To direct offsets into IT or repeat manufacture is wasteful, since these sectors will anyway attract foreign investment based on commercial logic. Nor should offsets be wasted on high technology, which is best prised out of vendors by leveraging the power of major contracts in competitive tendering. India’s $10-billion multi-role fighter tender, in which the MoD has stipulated — and vendors have accepted — the transfer of heavily guarded AESA radar technology, provides the ideal model for obtaining technology.
Instead, offsets must have the clearly stated aim of furthering the defence minister’s oft-enunciated objective of indigenising at least 70 per cent of our defence equipment needs. The MoD must abandon its timid, hands-off approach towards offsets and direct vendors towards carefully identified Indian companies with demonstrated technological skills in key areas. Offset partnerships with global giants would allow such companies to bridge technology gaps and — by becoming a part of the vendor’s global supply chain — scale up and generate the financial muscle needed for serious R&D.
For this, the MoD must empower and staff its Defence Offsets Facilitation Agency (DOFA), so that it can map Indian defence industry, creating a capability and technology matrix that can be matched with prospective platform development requirements. Offsets could then be directed to fill the gaps. This would involve an enormous MoD mind shift from its current approach towards offsets where a man-and-a-dog DOFA plays passing-the-offsets-parcel with an equally reluctant Acquisitions Wing, both hoping that when the music stops, the other will be left holding the responsibility for offsets.

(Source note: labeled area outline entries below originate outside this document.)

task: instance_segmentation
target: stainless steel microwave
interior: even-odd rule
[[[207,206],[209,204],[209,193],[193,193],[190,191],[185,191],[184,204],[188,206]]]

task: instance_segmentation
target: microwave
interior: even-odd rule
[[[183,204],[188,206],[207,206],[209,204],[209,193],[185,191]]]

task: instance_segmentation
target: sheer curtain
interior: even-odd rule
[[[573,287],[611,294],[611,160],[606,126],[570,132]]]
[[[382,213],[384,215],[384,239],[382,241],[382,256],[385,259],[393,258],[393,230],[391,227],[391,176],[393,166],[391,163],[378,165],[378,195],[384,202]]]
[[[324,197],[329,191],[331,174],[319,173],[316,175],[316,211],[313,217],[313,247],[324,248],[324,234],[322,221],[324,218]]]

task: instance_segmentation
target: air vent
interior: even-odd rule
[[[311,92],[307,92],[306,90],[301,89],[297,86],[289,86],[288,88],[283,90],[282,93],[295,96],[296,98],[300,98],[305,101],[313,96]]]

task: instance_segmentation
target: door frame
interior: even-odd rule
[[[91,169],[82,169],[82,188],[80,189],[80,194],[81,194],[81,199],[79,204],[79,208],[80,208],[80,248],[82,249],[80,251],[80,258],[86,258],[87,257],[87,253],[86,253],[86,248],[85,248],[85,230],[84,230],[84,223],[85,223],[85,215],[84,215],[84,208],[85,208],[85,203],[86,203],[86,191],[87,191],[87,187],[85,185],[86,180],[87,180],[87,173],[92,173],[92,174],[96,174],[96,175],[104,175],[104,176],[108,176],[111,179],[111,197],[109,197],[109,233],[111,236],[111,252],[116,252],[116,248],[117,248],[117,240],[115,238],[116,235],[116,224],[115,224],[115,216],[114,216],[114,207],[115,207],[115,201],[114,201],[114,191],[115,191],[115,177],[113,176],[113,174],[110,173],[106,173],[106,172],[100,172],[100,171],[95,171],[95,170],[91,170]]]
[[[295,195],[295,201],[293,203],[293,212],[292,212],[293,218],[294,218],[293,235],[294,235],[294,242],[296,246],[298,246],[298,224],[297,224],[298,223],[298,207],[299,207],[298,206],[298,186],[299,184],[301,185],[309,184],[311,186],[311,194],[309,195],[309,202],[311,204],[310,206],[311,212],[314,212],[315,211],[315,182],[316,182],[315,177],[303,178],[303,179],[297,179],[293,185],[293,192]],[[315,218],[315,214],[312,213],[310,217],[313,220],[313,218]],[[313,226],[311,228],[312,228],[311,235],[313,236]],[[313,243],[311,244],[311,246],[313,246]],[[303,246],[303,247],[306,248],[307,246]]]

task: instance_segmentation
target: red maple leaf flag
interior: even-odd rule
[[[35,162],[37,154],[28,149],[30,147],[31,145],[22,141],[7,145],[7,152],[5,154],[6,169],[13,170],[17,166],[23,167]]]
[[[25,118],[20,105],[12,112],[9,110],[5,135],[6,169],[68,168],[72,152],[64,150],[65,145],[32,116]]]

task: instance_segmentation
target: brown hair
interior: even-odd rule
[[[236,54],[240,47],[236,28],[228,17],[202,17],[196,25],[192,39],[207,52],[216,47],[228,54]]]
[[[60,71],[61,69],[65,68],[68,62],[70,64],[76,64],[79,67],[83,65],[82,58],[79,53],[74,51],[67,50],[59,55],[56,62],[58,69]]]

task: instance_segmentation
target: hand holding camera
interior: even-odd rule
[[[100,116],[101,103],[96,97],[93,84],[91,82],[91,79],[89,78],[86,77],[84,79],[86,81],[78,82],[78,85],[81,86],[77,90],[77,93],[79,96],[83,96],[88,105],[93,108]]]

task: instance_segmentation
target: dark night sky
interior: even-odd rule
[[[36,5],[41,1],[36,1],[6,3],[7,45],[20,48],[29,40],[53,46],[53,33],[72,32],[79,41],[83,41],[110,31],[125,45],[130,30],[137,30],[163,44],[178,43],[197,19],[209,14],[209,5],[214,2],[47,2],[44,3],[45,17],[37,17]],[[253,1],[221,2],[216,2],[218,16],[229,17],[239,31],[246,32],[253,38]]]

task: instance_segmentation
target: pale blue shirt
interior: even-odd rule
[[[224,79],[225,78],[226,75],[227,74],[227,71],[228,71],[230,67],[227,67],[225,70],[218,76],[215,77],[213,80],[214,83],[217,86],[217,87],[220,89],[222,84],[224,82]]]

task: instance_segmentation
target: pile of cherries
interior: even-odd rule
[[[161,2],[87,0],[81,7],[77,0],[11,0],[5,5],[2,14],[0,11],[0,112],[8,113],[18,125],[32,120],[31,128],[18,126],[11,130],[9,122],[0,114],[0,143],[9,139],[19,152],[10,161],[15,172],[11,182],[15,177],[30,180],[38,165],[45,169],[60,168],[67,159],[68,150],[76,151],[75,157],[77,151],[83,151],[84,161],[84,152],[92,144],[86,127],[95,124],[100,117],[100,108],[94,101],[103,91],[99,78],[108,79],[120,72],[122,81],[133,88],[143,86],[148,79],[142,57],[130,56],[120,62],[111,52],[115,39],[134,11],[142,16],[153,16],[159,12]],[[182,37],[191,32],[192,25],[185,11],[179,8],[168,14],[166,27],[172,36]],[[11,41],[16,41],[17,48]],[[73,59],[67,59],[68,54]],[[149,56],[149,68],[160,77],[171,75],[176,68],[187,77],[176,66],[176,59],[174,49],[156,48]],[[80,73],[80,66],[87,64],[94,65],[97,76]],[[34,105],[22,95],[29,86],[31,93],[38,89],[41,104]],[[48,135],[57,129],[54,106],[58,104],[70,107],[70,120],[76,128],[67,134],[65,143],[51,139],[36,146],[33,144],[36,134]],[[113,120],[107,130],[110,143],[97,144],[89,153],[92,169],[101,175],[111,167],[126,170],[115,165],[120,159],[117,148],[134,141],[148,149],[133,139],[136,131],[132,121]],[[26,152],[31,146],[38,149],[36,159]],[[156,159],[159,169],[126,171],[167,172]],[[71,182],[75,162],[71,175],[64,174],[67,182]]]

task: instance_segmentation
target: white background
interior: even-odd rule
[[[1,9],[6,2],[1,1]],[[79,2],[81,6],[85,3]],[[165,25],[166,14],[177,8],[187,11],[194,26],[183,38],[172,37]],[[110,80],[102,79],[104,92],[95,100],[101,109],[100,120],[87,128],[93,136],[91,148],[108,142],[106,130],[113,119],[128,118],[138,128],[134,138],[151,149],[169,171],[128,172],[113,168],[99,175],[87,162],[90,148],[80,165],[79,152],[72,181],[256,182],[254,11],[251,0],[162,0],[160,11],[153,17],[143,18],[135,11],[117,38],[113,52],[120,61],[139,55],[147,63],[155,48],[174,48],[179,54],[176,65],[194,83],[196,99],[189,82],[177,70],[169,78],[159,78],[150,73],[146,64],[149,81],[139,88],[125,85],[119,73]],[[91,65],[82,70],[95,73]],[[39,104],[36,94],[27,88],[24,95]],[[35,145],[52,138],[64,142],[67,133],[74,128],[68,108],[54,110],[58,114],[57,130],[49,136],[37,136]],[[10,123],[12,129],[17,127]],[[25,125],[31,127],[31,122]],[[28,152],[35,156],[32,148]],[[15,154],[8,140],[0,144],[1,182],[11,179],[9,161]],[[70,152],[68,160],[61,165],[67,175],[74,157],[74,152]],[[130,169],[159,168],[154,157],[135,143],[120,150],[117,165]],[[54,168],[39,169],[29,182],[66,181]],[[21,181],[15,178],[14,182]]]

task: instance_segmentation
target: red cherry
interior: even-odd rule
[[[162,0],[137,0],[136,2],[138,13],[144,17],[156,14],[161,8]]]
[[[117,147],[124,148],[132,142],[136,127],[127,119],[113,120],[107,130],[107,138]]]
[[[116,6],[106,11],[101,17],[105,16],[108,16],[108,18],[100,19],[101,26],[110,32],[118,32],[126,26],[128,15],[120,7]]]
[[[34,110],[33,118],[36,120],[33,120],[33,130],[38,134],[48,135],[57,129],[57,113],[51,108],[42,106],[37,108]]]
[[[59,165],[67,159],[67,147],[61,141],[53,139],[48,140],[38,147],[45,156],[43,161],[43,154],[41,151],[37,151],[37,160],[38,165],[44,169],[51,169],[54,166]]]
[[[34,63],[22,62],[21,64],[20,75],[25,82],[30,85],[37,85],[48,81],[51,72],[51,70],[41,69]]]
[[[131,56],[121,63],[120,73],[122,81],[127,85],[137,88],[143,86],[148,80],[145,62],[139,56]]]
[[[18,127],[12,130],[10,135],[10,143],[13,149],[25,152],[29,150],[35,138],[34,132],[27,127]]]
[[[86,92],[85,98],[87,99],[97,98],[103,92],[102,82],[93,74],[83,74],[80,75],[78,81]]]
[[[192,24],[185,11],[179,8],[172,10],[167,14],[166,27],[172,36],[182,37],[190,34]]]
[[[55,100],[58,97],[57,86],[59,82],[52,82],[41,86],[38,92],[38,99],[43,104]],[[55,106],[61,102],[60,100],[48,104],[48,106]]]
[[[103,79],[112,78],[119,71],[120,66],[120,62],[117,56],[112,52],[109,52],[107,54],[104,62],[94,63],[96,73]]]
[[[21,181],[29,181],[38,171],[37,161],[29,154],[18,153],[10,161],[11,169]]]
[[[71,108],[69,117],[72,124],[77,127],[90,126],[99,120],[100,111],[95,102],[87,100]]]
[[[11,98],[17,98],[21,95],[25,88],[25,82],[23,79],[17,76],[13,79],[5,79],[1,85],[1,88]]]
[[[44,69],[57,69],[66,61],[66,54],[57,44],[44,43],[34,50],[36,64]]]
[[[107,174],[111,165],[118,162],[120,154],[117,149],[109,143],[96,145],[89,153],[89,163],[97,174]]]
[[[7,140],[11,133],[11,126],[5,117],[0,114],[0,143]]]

The need for an activist and empowered DOFA has been understood by the industry, if not by the MoD. The CII and Ficci had earlier pledged Rs 25 lakh each to set up a DOFA secretariat at Pragati Maidan, which could monitor and account for the tens of thousands of crores worth of offsets that lay ahead. But, with trust in short supply, the MoD felt that the companies that would benefit from offsets should not have any role in accounting for them; and the corporate houses felt, “Why should we do the babus’ job for them?” It is time to come together to galvanise India’s defence industry.